Apr. 16th, 2012

lizabelle: (Book and sea)
My second book for the Australian Women Writers challenge was Margo Lanagan's Sea Hearts, published internationally as The Brides of Rollrock Island. I'm afraid this isn't going to be so much a review as an "I adored this book and please everyone read it" post, but I will link to a couple of other reviews to compensate.

I knew I was in for a treat from the opening pages of this book, when I found myself highlighting passages because I loved the evocative writing so much. Like this: "The sea was grey with white dabs of temper all over it; the sky hung full of ragged strips of cloud." I do enjoy a book that really makes me relish the language as I read.

But it takes more than inventive writing to make me fall in love. Lanagan quickly sets an elegiac mood with the opening chapter, which takes us into an island world in which a group of boys roams the shore looking for "sea hearts" to appease their mothers, watched bitterly by the old witch, Misskaella.

We soon learn that Misskaella, an abused, disregarded girl with a strange affinity for the local seal population, has found a terrible way of gaining agency in the community.

But the story isn't just about one deprived woman's need for agency; it is also about what happens when the men in a community reject real, human relationships in favour of other, more passive ones in which their partners have no agency.

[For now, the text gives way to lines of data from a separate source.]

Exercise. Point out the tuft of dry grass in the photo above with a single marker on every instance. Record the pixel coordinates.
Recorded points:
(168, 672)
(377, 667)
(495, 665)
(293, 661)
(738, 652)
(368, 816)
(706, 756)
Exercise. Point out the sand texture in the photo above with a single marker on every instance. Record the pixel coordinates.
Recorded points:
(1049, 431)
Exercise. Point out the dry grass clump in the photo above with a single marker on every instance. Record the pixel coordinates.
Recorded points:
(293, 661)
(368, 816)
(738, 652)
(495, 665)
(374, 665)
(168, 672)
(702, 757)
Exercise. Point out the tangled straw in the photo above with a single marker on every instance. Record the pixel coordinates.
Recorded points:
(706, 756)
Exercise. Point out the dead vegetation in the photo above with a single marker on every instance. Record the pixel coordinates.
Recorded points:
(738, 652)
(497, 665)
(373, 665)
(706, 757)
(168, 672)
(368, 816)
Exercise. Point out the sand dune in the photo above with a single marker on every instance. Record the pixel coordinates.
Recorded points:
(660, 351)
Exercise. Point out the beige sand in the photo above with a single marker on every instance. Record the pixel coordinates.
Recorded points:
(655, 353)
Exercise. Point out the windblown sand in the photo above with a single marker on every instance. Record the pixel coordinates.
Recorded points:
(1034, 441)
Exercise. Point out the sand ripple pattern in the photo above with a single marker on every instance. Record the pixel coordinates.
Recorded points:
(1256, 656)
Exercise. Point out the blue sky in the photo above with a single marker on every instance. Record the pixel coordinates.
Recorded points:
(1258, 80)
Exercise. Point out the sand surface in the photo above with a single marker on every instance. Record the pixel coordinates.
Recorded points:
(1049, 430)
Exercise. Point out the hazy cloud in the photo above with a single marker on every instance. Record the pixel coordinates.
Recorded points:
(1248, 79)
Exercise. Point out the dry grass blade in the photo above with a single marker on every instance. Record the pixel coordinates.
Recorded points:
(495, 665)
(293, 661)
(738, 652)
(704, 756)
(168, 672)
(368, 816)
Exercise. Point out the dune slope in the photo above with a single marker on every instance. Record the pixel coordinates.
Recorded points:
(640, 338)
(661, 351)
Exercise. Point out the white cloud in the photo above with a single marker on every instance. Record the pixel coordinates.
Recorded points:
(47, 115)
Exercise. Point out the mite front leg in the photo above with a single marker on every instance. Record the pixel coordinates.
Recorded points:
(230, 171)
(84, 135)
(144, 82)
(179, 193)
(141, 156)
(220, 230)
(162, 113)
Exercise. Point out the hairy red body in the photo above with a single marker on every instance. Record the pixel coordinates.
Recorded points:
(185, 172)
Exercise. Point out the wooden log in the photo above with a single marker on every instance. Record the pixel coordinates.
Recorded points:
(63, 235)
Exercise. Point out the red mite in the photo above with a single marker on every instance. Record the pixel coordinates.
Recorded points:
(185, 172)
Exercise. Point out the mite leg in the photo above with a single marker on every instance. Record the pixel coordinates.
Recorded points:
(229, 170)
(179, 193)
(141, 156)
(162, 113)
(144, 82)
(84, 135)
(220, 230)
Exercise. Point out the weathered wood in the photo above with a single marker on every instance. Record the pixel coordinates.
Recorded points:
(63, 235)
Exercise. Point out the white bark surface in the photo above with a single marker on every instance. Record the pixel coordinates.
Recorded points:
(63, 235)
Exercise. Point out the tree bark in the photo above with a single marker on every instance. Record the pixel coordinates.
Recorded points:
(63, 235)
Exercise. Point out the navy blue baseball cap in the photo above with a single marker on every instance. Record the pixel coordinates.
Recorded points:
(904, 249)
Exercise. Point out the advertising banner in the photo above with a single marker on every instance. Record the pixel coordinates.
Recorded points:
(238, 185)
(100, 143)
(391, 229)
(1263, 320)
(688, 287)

It's about the implications for that community, for the rejected women and the men themselves, for the children born of the various unions, and for "the mams" brought from the sea and prevented from returning.

It's a beautiful, thought-provoking, heartbreaking book, and I would love as many people as possible to read it. I just wish I could articulate why more clearly.

A couple more reviews that do the book better justice than I can: from Sean the Bookonaut and Krissy Kneen.

Edition I read: Kindle ebook. Margo Lanagan blogs at Among Amid While.